Below is a picture of a Nazi rally in madison square garden, 1934.
There were a lot of Nazi sympathizers in the US, it wasn’t just a Walt Disney thing. Furthermore, Hitler is on record as being inspired by much of the racism and segregation still prominent in the US at the time.
I do not say this to take away from the sacrifices that Americans ultimately made in halting fascism.
But you brought up Nazism and I have to wonder: how much of a missed opportunity was this to confront the racist ideologies that have underpinned the American experiment from day one?
Just as eugenics essentially died in the war, white supremacy could have too. We’d be in such a better place now. Instead it was swept under the carpet (again).
There were certainly gains made in USA after WWII, Jackie Robinson and all that. I’m not going to recount all of that.
USA was limited by simply too many people being involved with some of the racism. That’s what stalled Reconstruction and made for Jim Crow. There were simply too many people, seven full states and sympathizers elsewhere. I do not think the federal government honesty had the resources to pull it off. The Civil War they could win. That’s unfortunate for history, no question. Progress was eventually made.
Whether people want to judge the USA a failure for that history, that’s up to them. At some point every country is a failure. There need to be some objective, realistic criteria.
Exactly.

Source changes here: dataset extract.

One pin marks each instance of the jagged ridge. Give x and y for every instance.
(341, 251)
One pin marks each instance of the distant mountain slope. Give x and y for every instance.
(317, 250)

So one of two things needs to happen with this thread, IMO.
Either a clear laying out of what would constitute a failure.
Or an acceptance that when we talk about things like “the american experiment” it’s just one of those patriotic things that many countries have that can never fail. That, no matter what happens, we can say it’s another chapter in the story, a story that will have a perfect ending just you wait and see.
But it looks to many of us that it never was about creating a place where cheaters, grifters and assholes could not bear to live. But rathet a place where these types would not assemble private armies to duke it out, or wait for revolutions to change directions, and rather play by rules and deal with the result of playing by the rules.
“To create a new fair meritocracy that would advance the human condition” was propaganda to gain popular support. “Fair” and “merit” was what the people in the condition of the Founders defined as such, and they believed they fairly merited their status.
Indeed. It is non-falsifiable, at any given time whatever is the prize each of us has our eyes on at that time , or whatever is the standard each of us expects to be met, then achieving that becomes “the experiment”.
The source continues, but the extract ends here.